No meio dessa dualidade, surgem narrativas seletivas que alimentam disputas retóricas, buscando a supremacia de uma narrativa em detrimento da outra. Embora a produção acadêmica e social sobre a primeira narrativa seja historicamente abundante, a segunda tem encontrado eco na identidade de grupos da sociedade civil, especialmente aqueles ligados ao bolsonarismo e ao conservadorismo brasileiro. Nesse contexto, diferentes versões têm gerado narrativas conflitantes, resultando em confrontos. Entender, portanto, a origem dessa disputa, isto é, o contexto histórico do golpe de 1964, é fundamental.

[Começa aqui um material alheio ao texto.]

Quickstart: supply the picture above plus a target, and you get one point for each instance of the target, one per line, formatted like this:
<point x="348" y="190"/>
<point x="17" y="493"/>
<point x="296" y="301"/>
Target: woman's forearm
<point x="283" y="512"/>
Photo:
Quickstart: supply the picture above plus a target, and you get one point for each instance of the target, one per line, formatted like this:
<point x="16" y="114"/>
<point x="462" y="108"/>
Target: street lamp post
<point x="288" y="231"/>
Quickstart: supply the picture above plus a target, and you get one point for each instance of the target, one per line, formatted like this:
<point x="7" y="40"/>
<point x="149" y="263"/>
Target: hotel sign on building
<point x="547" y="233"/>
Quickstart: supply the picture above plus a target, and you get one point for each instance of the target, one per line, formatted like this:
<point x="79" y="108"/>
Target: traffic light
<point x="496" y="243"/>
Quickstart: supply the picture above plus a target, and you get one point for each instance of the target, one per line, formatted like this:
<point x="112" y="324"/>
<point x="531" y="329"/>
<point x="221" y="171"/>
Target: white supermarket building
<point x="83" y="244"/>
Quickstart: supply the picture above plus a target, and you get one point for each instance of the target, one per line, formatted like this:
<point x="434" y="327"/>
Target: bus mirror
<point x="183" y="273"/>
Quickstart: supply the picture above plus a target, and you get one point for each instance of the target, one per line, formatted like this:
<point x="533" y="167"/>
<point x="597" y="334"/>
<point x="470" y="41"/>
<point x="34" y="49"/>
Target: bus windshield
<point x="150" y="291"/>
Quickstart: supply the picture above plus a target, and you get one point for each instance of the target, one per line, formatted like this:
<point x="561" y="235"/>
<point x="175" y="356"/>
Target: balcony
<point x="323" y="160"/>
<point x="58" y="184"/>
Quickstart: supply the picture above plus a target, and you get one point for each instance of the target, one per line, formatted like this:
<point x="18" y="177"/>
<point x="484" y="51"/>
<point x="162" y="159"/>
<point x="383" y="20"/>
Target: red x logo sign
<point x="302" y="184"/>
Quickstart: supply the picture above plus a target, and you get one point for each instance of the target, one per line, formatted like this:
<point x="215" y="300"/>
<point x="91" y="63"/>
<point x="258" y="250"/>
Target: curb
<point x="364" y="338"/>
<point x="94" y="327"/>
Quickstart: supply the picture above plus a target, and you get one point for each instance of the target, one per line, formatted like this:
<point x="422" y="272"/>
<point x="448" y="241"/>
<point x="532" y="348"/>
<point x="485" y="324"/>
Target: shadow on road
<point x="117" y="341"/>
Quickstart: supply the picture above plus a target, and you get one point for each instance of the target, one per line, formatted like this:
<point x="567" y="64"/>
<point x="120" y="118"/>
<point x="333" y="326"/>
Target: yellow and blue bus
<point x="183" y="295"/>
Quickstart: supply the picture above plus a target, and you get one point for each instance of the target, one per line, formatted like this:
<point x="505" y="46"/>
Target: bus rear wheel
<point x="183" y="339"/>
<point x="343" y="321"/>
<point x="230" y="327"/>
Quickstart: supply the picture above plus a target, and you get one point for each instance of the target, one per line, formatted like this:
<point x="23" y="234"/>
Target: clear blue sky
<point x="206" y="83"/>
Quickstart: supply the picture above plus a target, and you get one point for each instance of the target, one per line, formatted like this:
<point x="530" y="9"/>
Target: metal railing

De acordo com Sodré (2010), o golpe civil-militar não pode ser considerado um resultado passageiro dos eventos históricos de março de 1964, tais como o Comício da Central do Brasil, a Revolta dos Marinheiros ou a reunião no Automóvel Clube. O autor argumenta que o golpe começou a ser cuidadosamente planejado por elementos militares a partir de 7 de setembro de 1961, quando a posse do vice-presidente João Goulart foi assegurada. Após 937 dias, o golpe foi desencadeado contra a democracia brasileira.
Devido à natureza multicausal desse acontecimento histórico, algumas confabulações podem acabar sendo feitas por historiadores: será que um diálogo mais amplo entre as diferentes forças políticas e sociais poderiam ter evitado o caminho autoritário que o país seguiu? Será que uma melhor preparação dos conselheiros civis e militares do presidente poderia ter mudado os rumos de algumas ações conflituosas do presidente? Poderia ser o golpe de 1964 evitável?
Esses questionamentos são explorados no trabalho “Estruturas e escolhas: era o golpe de 1964 inevitável?”, que está presente em 1964-2004: 40 anos do golpe: ditadura militar e resistência no Brasil (2004) e que analisaremos nesta resenha. Essa coletânea reúne trabalhos apresentados no Seminário 40 anos do Golpe de 1964, realizado no Rio de Janeiro, de 22 a 26 de março de 2004, no Instituto de Filosofia e Ciências Sociais (IFCS/UFRJ), Instituto de Ciências Humanas e Filosofia (ICHF/UFF) e na Fundação Getulio Vargas (FGV).
Sua autoria é de Argelina Cheibub Figueiredo, doutora em Ciência Política pela Universidade de Chicago e atual professora no Instituto de Estudos Sociais e Políticos da Universidade do Estado do Rio de Janeiro (IESP/UERJ). Além disso, é pesquisadora emérita da Fundação de Amparo à Pesquisa do Rio de Janeiro (FAPERJ). Seus principais temas de pesquisa envolvem instituições políticas, relações entre poderes, políticas públicas e eleições.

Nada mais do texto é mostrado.